We're using the same Group Policies and same ClearPass logic with 8.4 as we were with 6.5.  It just seems like there is a slightly longer delay in changing from machine to user authentication now that we've gone to 8.4 and it is causing the logon script issues.

I've checked to ensure that our Mobility Master VM and both ClearPass VMs meet the recommended system requirements (C1000V).  Is there anything you're aware of in Mobility Master, 8.x or ClearPass that should be adjusted or optimized to transition between authentication types more quickly?  We've been holding out upgrading our second controller to 8.x until we can get this sorted out.

Thanks,

Steve

I am not aware of anything that has changed.

Are you restricting any traffic in either the user or machine role on the Aruba Controller?  Try them with noting blocked, and not switching VLANs to make the bar as low as possible.  That should absolutely work, because there is no disconnect when the user finally authenticates, unless the VLAN changes or the ACL on the user role becomes more restrictive.

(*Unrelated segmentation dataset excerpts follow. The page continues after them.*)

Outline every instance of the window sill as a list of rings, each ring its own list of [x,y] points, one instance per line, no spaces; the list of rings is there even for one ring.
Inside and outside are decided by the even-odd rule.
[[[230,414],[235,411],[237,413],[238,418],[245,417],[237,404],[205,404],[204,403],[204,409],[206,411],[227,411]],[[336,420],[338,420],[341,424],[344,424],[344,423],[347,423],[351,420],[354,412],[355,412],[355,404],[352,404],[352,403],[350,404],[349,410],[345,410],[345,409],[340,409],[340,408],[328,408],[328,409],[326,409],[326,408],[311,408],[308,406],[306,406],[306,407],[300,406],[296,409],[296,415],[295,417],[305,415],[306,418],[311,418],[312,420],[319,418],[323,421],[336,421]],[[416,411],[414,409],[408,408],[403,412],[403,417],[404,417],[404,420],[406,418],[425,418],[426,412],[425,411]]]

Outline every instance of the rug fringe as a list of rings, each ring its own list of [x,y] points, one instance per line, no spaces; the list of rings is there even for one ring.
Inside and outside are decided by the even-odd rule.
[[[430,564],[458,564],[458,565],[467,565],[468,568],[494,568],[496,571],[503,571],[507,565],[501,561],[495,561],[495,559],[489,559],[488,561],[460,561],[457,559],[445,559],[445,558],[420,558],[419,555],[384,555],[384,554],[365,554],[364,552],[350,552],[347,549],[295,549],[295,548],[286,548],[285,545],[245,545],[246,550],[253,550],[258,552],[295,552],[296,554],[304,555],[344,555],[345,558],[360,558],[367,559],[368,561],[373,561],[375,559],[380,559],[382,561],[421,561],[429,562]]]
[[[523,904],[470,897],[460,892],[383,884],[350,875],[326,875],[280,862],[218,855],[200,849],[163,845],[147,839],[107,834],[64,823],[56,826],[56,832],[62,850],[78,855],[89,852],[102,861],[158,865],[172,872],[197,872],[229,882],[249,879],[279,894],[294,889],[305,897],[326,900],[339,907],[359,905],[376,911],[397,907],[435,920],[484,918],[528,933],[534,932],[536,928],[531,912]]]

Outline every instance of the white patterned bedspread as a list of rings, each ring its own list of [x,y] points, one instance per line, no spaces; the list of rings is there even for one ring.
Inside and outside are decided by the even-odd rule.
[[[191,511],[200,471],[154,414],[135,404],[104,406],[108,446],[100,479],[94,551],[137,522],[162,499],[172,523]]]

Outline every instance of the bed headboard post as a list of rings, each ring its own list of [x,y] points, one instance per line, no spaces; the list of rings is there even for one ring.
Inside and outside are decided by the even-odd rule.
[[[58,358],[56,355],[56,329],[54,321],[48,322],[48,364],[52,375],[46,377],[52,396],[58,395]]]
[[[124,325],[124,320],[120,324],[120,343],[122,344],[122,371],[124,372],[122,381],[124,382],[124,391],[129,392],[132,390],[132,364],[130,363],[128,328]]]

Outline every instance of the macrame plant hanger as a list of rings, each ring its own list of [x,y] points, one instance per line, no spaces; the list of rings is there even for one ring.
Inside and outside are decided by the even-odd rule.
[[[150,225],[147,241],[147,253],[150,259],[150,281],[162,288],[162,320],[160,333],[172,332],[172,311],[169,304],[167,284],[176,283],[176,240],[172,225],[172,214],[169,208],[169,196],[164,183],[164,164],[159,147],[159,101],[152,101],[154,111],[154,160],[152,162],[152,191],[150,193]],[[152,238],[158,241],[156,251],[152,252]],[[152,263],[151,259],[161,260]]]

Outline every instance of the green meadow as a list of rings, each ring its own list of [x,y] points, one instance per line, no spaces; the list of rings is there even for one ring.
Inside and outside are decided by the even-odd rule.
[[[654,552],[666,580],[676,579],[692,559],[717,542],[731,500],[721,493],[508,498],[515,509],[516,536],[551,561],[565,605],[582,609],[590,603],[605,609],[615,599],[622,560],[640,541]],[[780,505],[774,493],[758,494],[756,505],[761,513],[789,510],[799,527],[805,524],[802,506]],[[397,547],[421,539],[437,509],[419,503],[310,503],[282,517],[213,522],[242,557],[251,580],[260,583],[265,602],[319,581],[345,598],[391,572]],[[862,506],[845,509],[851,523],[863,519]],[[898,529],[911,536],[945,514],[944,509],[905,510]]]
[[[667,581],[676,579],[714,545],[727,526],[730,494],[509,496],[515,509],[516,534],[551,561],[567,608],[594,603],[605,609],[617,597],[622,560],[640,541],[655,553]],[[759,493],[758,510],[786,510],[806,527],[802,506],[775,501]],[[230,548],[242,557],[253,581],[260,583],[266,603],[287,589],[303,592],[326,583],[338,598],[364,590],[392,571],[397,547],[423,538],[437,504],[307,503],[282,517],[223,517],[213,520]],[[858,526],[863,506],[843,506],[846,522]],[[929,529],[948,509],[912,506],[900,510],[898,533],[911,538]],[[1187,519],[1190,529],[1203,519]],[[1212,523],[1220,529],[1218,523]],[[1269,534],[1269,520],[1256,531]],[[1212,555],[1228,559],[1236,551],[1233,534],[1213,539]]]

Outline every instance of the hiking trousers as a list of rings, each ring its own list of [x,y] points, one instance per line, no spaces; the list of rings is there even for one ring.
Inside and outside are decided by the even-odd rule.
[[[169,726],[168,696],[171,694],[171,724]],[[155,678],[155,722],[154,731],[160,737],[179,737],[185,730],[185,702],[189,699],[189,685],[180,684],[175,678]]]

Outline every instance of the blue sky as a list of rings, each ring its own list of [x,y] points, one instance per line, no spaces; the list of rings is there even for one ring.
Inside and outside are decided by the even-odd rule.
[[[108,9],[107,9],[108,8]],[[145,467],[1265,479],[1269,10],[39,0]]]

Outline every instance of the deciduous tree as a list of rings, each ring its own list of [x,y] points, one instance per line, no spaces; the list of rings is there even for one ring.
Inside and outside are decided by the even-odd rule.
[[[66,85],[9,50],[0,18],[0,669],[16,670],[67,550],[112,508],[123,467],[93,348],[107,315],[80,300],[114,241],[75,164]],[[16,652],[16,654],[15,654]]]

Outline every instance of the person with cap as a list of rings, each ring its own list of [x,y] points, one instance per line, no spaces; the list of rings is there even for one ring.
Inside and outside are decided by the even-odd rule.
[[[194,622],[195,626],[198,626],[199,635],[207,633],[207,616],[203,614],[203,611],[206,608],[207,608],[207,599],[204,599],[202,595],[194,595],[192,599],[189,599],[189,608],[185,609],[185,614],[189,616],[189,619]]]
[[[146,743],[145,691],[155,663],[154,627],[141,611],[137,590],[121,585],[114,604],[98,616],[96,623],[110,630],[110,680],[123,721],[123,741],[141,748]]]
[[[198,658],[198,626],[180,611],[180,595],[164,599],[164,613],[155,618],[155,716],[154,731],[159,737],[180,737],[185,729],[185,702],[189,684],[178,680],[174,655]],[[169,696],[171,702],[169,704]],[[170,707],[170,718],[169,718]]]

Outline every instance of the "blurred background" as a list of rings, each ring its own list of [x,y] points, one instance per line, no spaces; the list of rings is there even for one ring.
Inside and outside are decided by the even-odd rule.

You could be running into a timing issue due to the restrictions.  Try to lower the bar until you can get it to work.

I did come across that the 802.1x authentication profile associated with the AAA profile being used had the default machine and user roles for Machine Authentcation set to "guest" on the 8.x side where on the 6.x side it had been set to "authenticated" (which is less restrictive).  Changing this didn't seem to make a difference in the issue.  

Another test that was run was setting the default VLAN on the VAP we were connecting to, to be the same as the user VLAN.  Login scripts seemed to still have a little delay but we didn't encounter any errors.  However, this still didn't address scenarios where the machine/user VLAN was switched.

Not the most ideal solution but for now we've setup our login script to pause for 20 seconds if the user is on WiFi.  This allows client, ClearPass, controller etc. to process and complete VLAN switch and all logic in the script to then run without error over WiFi.

The quick responses and ideas are much appreciated!  We still have a case open with TAC on this, if any new developments or resolutions come up I'll post back and share!

Continued to work with TAC on this but couldn't find any further potential causes of our issue.  We rolled the controller and Mobility Master firmware back from the 8.4.0.x release to the most recent Conservative Release (8.2.2.5) and we no longer experience any issues with our login scripts during a VLAN change (switch from Machine Auth to User Auth).

Hopefully, this helps anyone else who may have encountered this or similar.  Thanks to all who responded!

Hi Stevepo,

I am also facing this similar issue. I am using AOS 8.5.0.2. Since we deployed AP-515 on campus that AP's driver only compatible with AOS 8.5.0.X, so downgrading to conservative version isn't an option.

Our end customer computer only switch from machine user role to staff user role with the same IP address not changing neither VLAN nor subnet.

The machine user role now configured to allow all except icmp ping for testing.

After Ctrl+Alt+Del prompt to Window log on screen, we unable to ping this computer by testing policy. Then after log on to window desktop, there is some delay before we ping to this computer successful. But  then we lost about 3 ping the window wifi icon show disconnected. The computer then switch it back online that's when logon script was failed sometime.